Best of : Affaire Baupin, mais qu’ont-ils dans le cerveau ?


Que vous inspire l’affaire Baupin ?

Ce n’est pas seulement un fait d’actualité. Cela nous rappelle que notre société est profondément sexiste. Un sexisme érigé en système, des stéréotypes qui habitent chacun d’entre nous. Tout le monde fonctionne selon une double ségrégation. Horizontale d’abord, avec une séparation des sexes en fonction des secteurs d’activités (par exemple, on trouve peu d’hommes dans les métiers de l’enfance ou de la mode). Et verticale ensuite, avec le fameux plafond de verre : en dépit de nombreux progrès, ce sont toujours les hommes qui conservent le pouvoir, dans tous les domaines.

Pourquoi notre société s’est-elle construite ainsi ?

C’est le fruit de 10 000 ans d’histoire, d’une répartition ancestrale des tâches entre les hommes et les femmes. Les religions monothéistes ont d’ailleurs été inventées pour justifier cet ordre établi. Plus près de nous, la Révolution française a renforcé l’exclusion des femmes de l’espace public et en particulier de la politique. C’était conçu comme une nécessité pragmatique, pour que les hommes, déchargés des tâches domestiques, puissent se consacrer aux affaires de l’État. Et on le voit bien aujourd’hui, lorsqu’on discute avec des femmes politiques : elles disent que trois métiers, ce n’est pas tenable.

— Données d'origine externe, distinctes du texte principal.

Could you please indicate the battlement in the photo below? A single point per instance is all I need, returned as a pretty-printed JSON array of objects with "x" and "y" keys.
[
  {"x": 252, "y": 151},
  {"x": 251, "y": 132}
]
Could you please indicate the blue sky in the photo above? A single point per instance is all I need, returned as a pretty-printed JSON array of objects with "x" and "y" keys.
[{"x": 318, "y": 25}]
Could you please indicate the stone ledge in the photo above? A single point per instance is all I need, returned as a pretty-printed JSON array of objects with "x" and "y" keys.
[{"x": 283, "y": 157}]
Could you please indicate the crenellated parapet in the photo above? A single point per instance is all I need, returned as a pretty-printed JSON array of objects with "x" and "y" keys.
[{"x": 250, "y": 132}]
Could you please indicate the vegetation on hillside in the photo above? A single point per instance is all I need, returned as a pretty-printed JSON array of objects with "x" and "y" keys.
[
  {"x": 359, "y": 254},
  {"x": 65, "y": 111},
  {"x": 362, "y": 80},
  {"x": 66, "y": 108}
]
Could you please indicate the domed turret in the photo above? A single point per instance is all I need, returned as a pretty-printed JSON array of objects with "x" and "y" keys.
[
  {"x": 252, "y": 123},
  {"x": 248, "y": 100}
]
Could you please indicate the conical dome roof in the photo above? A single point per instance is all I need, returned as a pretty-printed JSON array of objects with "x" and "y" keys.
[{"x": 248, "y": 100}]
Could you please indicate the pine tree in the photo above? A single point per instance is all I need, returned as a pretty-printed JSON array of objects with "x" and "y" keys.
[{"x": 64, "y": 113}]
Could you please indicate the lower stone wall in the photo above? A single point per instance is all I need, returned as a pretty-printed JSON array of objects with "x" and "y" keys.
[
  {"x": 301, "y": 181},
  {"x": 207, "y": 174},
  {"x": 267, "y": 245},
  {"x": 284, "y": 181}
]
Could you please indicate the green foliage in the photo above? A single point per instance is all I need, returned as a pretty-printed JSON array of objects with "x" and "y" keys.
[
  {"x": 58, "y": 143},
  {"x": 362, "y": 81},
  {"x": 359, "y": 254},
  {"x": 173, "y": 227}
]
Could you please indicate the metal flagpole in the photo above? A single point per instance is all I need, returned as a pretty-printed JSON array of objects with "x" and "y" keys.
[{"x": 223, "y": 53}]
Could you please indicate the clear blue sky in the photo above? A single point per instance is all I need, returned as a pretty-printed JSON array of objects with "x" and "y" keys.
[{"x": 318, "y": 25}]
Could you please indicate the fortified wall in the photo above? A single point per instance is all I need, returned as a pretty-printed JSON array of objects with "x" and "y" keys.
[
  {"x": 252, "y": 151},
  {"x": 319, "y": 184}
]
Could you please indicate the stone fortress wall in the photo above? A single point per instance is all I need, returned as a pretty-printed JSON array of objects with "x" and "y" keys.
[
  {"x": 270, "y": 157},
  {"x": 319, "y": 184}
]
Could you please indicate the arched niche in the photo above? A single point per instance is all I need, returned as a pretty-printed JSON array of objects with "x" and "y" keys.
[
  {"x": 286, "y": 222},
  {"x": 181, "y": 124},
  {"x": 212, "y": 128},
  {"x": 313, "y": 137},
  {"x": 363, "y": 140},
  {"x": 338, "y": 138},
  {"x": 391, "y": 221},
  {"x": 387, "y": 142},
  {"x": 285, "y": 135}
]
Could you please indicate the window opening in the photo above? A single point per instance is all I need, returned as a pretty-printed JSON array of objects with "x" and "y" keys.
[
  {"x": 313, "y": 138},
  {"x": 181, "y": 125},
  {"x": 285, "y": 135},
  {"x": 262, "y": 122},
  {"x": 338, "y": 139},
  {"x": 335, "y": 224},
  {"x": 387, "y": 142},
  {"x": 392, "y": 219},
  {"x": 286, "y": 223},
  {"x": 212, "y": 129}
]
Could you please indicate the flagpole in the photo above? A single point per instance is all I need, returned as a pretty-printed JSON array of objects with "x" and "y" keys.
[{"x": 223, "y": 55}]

Elles ne peuvent pas assumer à la fois leurs fonctions professionnelles, leurs fonctions politiques, et les tâches domestiques, dont les hommes sont de facto libérés.

Les femmes sont un apanage du pouvoir. Quand il y a une guerre, les vainqueurs s’octroient la jouissance des femmes.

Est-ce parce que le monde politique est masculin qu’il est sexiste ?

Avec 27% de femmes à l’Assemblée Nationale, il y a un fort entre-soi masculin qui empêche de prendre conscience des évolutions de la société. Mais un autre facteur est à considérer : le fait que les femmes sont un apanage du pouvoir. Quand il y a une guerre, les vainqueurs s’octroient la jouissance des femmes. Là encore, c’est presque anthropologique. Quand je lis Sexus Politicus*, je suis toujours étonnée de la facilité avec laquelle les hommes politiques déclarent leurs conquêtes. Mieux, ils les revendiquent. Il doit y avoir du vrai et du faux, je suis certaine que, dans ce bouquin, beaucoup d’entre eux se vantent. Mais ça renvoie à cette image de la femme comme attribut du pouvoir. Nos hommes politiques, par un curieux effet de persistance rétinienne, continuent de fonctionner dans cette logique.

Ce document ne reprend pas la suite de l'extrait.